Swanders is a rural unincorporated community located on Fort Loramie-Swanders Road in Franklin Township, Shelby County, Ohio, United States. It lies midway between the village of Anna and the city of Sidney.

==History==
In 1857 the Dayton and Michigan Railroad was constructed through James Swander's farm who gave the railroad the right of way through his farm; in 1867 a flag station of the D & M. R. R. and a Post Office was established in the village on the application of James Swander. The village was named in honor of James Swanders who was the town first postmaster and who also served as a railroad agent for the D & M R R.

One of the 1965 Palm Sunday tornados narrowly missed the community.

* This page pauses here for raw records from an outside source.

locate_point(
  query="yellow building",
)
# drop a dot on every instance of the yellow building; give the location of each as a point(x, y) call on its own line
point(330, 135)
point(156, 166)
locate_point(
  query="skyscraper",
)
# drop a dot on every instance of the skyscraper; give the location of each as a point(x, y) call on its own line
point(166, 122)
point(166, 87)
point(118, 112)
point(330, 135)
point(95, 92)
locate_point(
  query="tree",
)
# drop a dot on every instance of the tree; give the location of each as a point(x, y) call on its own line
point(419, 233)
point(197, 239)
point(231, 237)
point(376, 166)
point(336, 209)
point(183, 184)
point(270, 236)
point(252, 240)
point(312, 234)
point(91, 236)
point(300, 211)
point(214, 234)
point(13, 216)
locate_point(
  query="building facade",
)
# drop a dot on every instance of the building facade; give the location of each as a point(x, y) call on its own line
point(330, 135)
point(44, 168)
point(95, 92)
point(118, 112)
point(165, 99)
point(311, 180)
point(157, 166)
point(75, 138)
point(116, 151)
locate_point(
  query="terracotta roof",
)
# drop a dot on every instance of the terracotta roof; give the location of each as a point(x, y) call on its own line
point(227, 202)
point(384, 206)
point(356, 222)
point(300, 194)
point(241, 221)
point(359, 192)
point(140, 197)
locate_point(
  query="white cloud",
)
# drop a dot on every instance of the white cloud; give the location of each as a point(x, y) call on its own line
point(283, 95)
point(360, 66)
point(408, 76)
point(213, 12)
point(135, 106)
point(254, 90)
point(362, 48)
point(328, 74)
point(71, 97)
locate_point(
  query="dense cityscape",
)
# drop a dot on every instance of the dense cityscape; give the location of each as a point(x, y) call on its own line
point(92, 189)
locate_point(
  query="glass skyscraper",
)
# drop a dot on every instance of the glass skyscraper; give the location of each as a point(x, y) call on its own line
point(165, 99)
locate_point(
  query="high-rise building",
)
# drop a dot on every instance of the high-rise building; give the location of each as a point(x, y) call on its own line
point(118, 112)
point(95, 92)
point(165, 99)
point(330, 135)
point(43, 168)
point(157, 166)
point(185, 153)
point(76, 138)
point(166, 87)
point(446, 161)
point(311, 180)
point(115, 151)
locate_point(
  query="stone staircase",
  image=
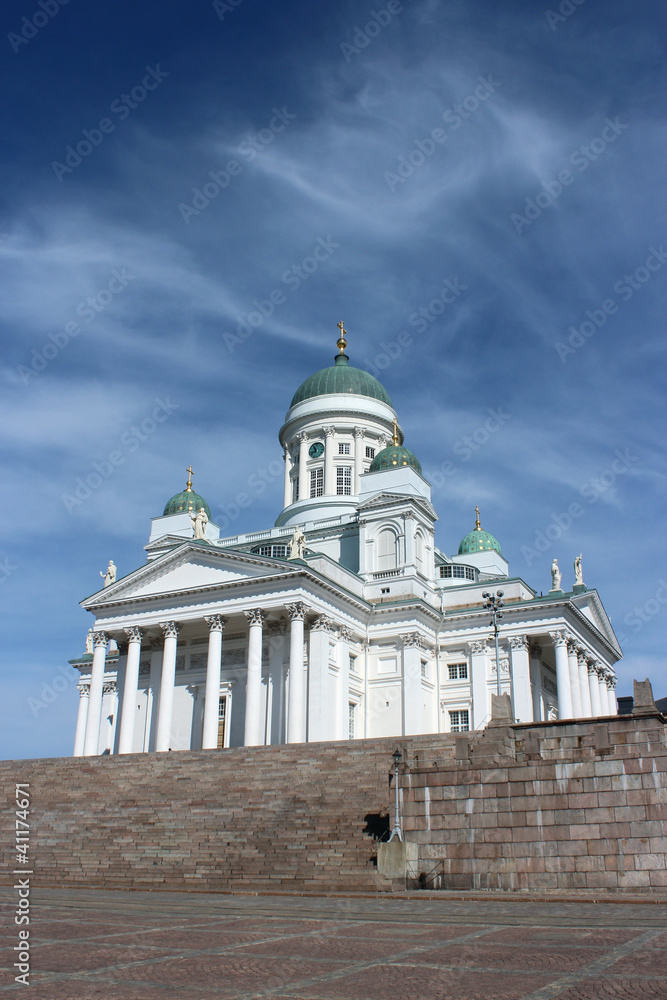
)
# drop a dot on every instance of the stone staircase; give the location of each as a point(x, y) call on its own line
point(285, 818)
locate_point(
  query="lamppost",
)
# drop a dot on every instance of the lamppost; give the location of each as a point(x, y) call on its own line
point(396, 832)
point(494, 604)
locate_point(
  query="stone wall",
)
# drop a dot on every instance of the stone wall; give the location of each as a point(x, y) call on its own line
point(550, 806)
point(554, 806)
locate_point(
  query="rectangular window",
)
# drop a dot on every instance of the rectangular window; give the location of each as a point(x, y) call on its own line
point(459, 722)
point(317, 482)
point(344, 480)
point(458, 671)
point(222, 710)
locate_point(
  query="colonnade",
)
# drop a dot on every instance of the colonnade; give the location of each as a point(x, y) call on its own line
point(162, 683)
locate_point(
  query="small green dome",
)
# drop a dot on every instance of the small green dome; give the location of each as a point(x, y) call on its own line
point(393, 456)
point(341, 377)
point(187, 500)
point(479, 540)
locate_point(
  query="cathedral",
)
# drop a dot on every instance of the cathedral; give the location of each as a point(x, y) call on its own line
point(342, 621)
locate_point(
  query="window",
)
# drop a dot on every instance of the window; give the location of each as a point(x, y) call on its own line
point(274, 551)
point(316, 482)
point(459, 722)
point(222, 711)
point(386, 550)
point(344, 480)
point(457, 572)
point(458, 671)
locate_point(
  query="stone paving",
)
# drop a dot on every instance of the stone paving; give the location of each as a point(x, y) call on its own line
point(112, 945)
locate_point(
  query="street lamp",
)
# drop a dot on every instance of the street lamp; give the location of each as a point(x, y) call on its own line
point(494, 604)
point(396, 832)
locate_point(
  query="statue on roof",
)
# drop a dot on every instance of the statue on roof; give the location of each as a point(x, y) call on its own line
point(199, 522)
point(297, 544)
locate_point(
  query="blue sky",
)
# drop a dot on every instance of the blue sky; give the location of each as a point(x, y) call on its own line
point(514, 153)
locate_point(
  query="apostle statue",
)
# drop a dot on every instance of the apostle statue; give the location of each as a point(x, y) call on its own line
point(297, 544)
point(110, 576)
point(199, 522)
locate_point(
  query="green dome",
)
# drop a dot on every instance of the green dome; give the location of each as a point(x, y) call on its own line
point(341, 378)
point(393, 456)
point(479, 540)
point(187, 500)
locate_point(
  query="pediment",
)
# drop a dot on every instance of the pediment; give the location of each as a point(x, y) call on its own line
point(189, 567)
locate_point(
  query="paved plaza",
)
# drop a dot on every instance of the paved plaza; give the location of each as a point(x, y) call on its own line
point(108, 945)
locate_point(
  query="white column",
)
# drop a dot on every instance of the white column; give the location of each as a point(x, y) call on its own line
point(154, 681)
point(413, 701)
point(287, 496)
point(296, 718)
point(562, 675)
point(209, 739)
point(84, 691)
point(253, 704)
point(91, 741)
point(121, 668)
point(359, 455)
point(165, 717)
point(583, 684)
point(129, 712)
point(479, 666)
point(329, 484)
point(520, 665)
point(536, 682)
point(602, 686)
point(304, 489)
point(344, 636)
point(594, 688)
point(318, 680)
point(577, 705)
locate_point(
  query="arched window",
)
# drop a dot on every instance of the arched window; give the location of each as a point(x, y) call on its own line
point(386, 549)
point(419, 552)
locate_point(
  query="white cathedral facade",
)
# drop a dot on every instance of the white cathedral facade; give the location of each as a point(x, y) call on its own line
point(342, 621)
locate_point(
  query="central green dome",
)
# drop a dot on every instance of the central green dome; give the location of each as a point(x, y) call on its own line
point(341, 377)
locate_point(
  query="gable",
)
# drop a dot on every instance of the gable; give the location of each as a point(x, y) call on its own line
point(189, 567)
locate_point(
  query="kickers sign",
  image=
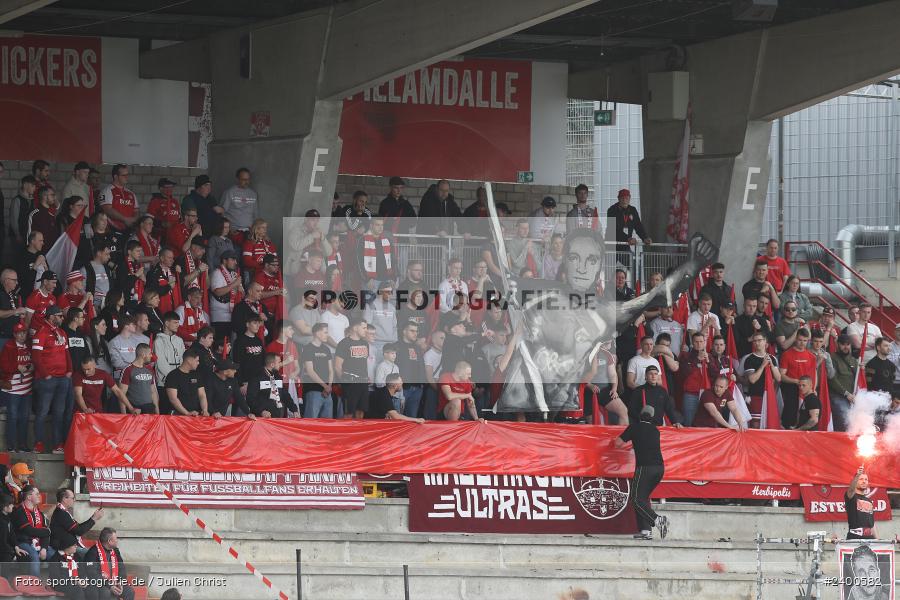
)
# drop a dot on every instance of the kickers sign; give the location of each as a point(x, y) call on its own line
point(467, 119)
point(50, 97)
point(826, 503)
point(519, 504)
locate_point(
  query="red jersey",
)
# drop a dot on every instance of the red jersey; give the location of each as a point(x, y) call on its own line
point(176, 236)
point(457, 387)
point(798, 363)
point(271, 283)
point(165, 210)
point(778, 271)
point(255, 251)
point(12, 357)
point(50, 352)
point(92, 387)
point(122, 200)
point(290, 371)
point(37, 304)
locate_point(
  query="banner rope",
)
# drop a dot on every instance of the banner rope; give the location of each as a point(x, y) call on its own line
point(197, 521)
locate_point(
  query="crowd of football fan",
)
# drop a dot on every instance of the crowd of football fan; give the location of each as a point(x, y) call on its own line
point(183, 309)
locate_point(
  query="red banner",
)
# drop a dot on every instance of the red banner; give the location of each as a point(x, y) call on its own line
point(125, 486)
point(717, 489)
point(826, 503)
point(50, 98)
point(519, 504)
point(466, 119)
point(382, 446)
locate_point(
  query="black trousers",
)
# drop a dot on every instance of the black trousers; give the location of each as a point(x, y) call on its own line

For many years, Swanders was the location of a community-owned grain elevator, which has since been demolished with the silos and office remaining of the ag business which was purchased in the 1990s by Wapakoneta-based Auglaize-Provico. In 2010 Auglaize-Provico merged in with Trupointe Coopererative based in Piqua which also purchased the former Landmark grain terminal in nearby Sidney.
As of 2020, the Sidney grain terminal is now owned by Cargill Inc.

In 2016, Fremont-based Sunrise Cooperative purchased Trupointe Cooperative with its Sidney Grain facility and neighboring Advanced Agri Solutions, a feed business both located in Swanders.

In 2018 after 161 years, Sunrise Cooperative closed down its Swanders operation.

==Government==
The Franklin Township hall is located in Swanders.

==Transportation==

A north-south CSX rail line passes through Swanders.

Because of its location near County Road 25-A (the former U.S. 25), Swanders can easily be accessed by road from the nearby Interstate 75 which runs parallel with 25-A. (Exit 94).